In newspaper wars, such as the one that is brewing in the Treasure Valley with the Idaho Press of Nampa and the Idaho Statesman of Boise, the big guys don’t always win.
Such was the case in Arkansas when the Arkansas Democrat in 1991 slew the Arkansas Gazette, the oldest and largest newspaper in the state at the time.
As a former reporter and press secretary in Arkansas during the early stages of that battle, I thought that politics played a role in the Democrat’s eventual victory. The Gazette, nicknamed the “Old Lady,” was the dominant paper when Democrats such as Bill Clinton ruled the state. The Democrat, which was anything but a “Democrat newspaper,” on its editorial page, was no fan of Clinton and gained more influence as Arkansas transformed as a Republican state.
The politics are not as transparent in the Treasure Valley papers as I saw in Arkansas, but it does figure into the mix – at least on a small level. At the Statesman, presidential endorsements show where the paper’s heart is. The Statesman has endorsed one Republican presidential candidate in this century, George W. Bush in 2000. The paper flipped to John Kerry in ’04 and went with Barack Obama and Hillary Clinton after that.
Right or wrong, those endorsements have branded the Statesman as a liberal-leaning newspaper. To Democrats in the capital city (and most of Boise is Democratic), the Statesman presented itself as a refreshing voice of reason with those presidential-election calls. Some Republicans have never forgotten, or forgiven, the Statesman for those “out-of-touch” endorsements. Idaho has been solidly Republican since 1964.
The Idaho Press does not endorse in presidential races, so it’s difficult to put a political tag on the paper. But in other endorsements, it tends to favor legislative candidates who are Republican and to the center/right on the political scale. Most of its regular editorials are somewhere in the center.

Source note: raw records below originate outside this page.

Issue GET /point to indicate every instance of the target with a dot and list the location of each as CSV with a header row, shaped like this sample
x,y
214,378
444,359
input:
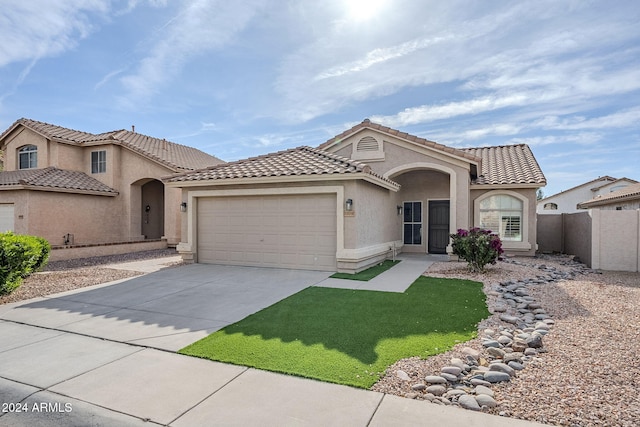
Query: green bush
x,y
477,246
20,255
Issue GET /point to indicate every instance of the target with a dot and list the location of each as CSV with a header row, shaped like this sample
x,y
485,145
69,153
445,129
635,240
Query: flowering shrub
x,y
477,246
20,255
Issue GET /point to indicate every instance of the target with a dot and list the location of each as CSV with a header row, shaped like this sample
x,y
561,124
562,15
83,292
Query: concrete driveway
x,y
104,356
168,309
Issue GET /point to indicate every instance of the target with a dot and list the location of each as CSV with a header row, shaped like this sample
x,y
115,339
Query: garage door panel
x,y
293,231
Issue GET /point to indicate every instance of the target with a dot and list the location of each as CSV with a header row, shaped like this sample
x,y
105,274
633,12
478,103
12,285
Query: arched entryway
x,y
152,209
428,200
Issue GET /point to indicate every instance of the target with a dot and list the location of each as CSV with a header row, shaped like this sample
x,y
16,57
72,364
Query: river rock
x,y
486,400
509,319
449,377
517,366
535,341
453,370
468,351
402,375
502,367
496,376
481,389
469,402
491,343
495,352
436,390
435,379
480,382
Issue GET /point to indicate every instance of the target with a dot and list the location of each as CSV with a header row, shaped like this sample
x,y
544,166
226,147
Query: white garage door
x,y
6,217
293,231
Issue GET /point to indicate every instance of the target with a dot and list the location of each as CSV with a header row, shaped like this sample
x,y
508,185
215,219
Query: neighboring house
x,y
349,203
567,201
74,187
627,198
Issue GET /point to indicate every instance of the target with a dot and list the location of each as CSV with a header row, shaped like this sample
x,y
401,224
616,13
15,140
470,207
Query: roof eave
x,y
390,185
507,186
59,190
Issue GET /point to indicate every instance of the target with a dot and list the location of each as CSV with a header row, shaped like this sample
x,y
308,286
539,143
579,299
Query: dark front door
x,y
438,226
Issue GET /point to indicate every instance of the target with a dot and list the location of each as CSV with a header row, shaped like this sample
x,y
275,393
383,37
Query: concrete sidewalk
x,y
70,360
396,279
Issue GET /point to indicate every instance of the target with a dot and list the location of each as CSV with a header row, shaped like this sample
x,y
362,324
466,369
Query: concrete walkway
x,y
105,356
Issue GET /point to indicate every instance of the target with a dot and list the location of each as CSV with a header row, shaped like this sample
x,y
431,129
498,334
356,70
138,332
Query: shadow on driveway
x,y
167,309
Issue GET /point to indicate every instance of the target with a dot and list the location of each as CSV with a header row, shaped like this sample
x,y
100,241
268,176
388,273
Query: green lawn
x,y
350,336
369,273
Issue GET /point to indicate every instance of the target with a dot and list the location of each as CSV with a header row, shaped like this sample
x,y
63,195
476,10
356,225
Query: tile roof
x,y
175,156
630,192
300,161
367,124
593,181
53,179
507,165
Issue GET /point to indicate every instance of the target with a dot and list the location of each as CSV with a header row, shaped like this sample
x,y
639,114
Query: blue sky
x,y
248,77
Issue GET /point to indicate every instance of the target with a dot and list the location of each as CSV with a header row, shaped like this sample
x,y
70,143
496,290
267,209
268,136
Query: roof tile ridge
x,y
252,159
37,173
342,159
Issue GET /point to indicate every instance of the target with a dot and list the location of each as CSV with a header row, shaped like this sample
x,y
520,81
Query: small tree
x,y
477,246
20,255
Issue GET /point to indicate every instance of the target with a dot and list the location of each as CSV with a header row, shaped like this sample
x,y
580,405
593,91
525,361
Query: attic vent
x,y
368,143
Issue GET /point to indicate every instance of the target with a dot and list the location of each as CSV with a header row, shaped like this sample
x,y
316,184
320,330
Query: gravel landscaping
x,y
61,276
587,372
584,371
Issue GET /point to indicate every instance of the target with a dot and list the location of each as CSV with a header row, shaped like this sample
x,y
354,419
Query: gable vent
x,y
368,143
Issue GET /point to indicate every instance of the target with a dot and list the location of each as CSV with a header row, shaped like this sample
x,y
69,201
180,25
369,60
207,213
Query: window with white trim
x,y
502,214
28,157
368,148
98,161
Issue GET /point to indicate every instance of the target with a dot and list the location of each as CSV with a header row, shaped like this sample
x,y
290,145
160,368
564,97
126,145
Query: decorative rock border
x,y
467,381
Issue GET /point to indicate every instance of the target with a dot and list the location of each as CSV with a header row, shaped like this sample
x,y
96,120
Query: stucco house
x,y
74,187
567,201
626,198
355,199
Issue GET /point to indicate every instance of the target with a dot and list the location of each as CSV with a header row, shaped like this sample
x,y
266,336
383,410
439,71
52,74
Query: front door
x,y
438,226
412,224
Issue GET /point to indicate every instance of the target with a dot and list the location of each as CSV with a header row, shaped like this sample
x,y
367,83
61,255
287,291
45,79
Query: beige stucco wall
x,y
126,172
549,232
52,215
25,137
424,174
422,186
615,240
529,244
362,243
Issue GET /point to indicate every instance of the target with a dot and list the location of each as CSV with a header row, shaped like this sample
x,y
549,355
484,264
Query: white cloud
x,y
521,54
200,27
428,113
42,28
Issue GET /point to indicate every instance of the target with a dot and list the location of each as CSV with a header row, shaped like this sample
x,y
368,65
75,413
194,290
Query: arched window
x,y
368,143
28,157
502,214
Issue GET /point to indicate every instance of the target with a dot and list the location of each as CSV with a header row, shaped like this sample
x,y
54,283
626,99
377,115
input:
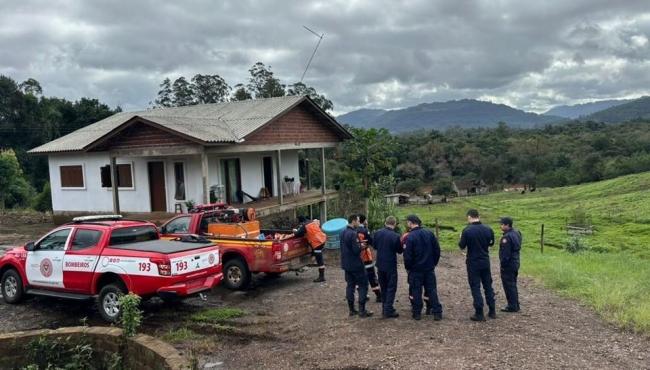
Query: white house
x,y
161,158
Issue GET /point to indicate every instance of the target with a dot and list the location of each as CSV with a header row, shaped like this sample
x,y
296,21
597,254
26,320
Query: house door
x,y
157,192
231,175
267,165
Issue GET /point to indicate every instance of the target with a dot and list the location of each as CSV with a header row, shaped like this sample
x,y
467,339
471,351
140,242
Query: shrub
x,y
131,315
43,201
44,353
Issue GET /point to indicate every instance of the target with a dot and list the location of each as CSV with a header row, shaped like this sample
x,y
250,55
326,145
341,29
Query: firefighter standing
x,y
388,245
478,238
366,256
509,248
355,272
421,255
316,239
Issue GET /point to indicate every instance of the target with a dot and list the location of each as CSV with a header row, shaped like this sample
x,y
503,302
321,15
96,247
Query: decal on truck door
x,y
44,266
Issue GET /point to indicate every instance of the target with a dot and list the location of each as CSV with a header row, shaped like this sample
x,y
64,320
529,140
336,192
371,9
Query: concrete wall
x,y
94,198
140,352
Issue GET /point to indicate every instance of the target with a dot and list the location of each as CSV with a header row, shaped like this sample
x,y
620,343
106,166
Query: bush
x,y
43,201
15,191
44,353
131,315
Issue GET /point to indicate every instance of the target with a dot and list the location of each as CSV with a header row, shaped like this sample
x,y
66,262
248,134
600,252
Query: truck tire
x,y
108,301
12,287
236,274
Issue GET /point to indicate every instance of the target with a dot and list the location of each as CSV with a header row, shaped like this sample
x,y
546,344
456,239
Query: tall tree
x,y
262,83
183,93
241,93
31,86
165,94
210,89
300,88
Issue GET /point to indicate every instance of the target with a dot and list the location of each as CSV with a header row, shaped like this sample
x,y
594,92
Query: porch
x,y
272,206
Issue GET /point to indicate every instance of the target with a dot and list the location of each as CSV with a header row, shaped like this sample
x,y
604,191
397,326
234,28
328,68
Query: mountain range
x,y
582,110
475,113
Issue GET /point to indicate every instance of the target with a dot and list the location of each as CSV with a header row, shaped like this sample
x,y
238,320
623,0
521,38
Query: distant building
x,y
515,188
397,198
469,187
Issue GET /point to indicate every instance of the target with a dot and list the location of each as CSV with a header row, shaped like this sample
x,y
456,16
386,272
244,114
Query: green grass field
x,y
612,276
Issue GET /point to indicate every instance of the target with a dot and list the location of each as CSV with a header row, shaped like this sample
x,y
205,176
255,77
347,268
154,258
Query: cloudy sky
x,y
375,54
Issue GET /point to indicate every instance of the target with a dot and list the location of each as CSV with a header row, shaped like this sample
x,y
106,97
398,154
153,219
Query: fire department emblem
x,y
46,267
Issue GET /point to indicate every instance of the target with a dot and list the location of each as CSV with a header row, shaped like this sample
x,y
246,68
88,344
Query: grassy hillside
x,y
612,276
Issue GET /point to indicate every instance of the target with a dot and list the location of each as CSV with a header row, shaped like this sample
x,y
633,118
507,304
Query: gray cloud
x,y
379,54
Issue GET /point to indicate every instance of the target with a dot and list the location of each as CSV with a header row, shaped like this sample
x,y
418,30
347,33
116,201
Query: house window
x,y
179,180
124,176
72,176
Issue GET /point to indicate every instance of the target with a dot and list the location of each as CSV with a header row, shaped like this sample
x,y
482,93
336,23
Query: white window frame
x,y
83,176
110,188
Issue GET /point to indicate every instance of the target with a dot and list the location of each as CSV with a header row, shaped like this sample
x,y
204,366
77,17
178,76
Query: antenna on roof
x,y
320,38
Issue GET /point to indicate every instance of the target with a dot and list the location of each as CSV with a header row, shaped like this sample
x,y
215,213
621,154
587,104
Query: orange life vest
x,y
403,239
366,253
315,236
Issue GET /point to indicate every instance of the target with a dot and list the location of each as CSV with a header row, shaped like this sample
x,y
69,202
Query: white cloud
x,y
379,54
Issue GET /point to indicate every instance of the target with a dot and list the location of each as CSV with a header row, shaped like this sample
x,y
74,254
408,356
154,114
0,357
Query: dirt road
x,y
293,323
309,328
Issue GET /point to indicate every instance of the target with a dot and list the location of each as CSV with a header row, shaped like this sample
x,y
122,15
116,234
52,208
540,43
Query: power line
x,y
320,38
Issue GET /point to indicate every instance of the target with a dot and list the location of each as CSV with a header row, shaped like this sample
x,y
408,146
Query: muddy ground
x,y
291,322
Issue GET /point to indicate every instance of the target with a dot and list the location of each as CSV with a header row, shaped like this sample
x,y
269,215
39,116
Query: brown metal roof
x,y
228,122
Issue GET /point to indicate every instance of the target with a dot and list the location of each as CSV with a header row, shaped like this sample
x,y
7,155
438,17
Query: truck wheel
x,y
12,286
236,274
109,301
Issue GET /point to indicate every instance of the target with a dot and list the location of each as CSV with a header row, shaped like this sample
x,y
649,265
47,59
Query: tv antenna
x,y
320,38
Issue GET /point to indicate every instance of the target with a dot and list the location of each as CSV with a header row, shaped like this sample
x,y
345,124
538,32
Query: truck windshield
x,y
133,234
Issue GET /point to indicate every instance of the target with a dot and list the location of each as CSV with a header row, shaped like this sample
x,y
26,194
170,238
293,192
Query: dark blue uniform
x,y
387,243
370,265
355,272
421,255
478,238
509,248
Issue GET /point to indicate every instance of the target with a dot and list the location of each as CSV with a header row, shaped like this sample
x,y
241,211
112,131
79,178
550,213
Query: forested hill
x,y
464,113
633,110
582,110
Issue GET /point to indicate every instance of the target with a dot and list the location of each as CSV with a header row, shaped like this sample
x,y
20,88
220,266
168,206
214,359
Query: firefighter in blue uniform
x,y
355,272
478,239
388,245
421,255
366,256
509,248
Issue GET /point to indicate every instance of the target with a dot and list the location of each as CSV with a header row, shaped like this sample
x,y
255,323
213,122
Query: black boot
x,y
352,310
321,276
478,316
428,309
363,312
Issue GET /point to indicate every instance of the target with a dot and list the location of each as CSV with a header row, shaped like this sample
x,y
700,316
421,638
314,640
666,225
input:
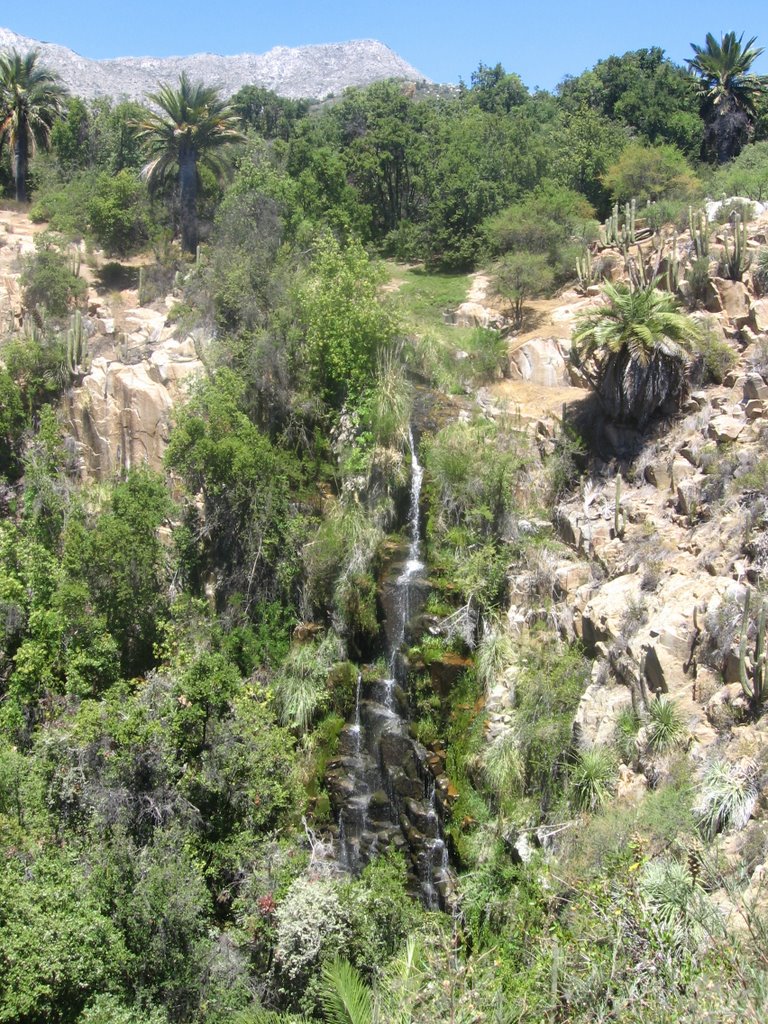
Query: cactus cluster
x,y
586,270
77,344
673,266
699,231
141,287
74,262
734,261
754,686
620,520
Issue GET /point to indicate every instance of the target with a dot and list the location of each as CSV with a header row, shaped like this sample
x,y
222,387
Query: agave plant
x,y
675,902
666,728
634,351
592,778
727,794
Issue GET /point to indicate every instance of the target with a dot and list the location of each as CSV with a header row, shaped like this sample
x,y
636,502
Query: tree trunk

Idaho’s clash is more of a test case on the future of the newspaper industry. The Statesman, which earlier this year moved its printing operation from Nampa to Twin Falls, is not focused exclusively on the printed product. The print version cannot publish game stories or breaking news from the night before because of early deadlines. But it does have a strong digital presence, with timely stories coming out several times during the day.
The Idaho Press is going with the more traditional route – attempting to appeal to those who would rather read a newspaper with their morning breakfast than run to their computers. Readers can get full coverage of Boise State sports and more complete election results – all delivered at their doorstep, and for a comparatively cheap cost.
The battle in Arkansas was fun to watch. I had a front-row seat when I worked with the Democrat briefly in 1980, and a more distant view when I was a reporter with the nearby Pine Bluff Commercial and was a press secretary for then-Congressman Ed Bethune, a Republican.
The Democrat in those years had a flamboyant editor named John Robert Starr, who wrote daily columns – often slamming the Gazette for its news coverage, and any number of other reasons. Over time, people paid more attention to Starr and I’ve thought that his attacks took a toll on the “Old Lady” in the circulation battle. The Gazette did not have an effective counter to John Robert Starr.
In 1986, the Gazette sold to Gannett, the nation’s largest newspaper chain – giving the Gazette some generous financial resources. But the move backfired miserably in a state where part of “southern pride” meant keeping “Yankees” in their place. The Gazette was roundly criticized for bringing in too many out-of-state reporters and losing its local touch. Finally, in October of 1991, Gannett waved the white flag, and the Arkansas Democrat-Gazette was born – leaving disgruntled Gazette staffers in the wake.
What happens in Idaho depends on the marketplace, and which parent organization has the stomach to fight to the end (Adams Publishing for the Press and McClatchy for the Statesman). It very well could end in a tie, with the papers merging and readers in the Treasure Valley getting the best of both worlds – a solid traditional newspaper that is printed locally and a strong digital product that is reflective of the industry’s changing times.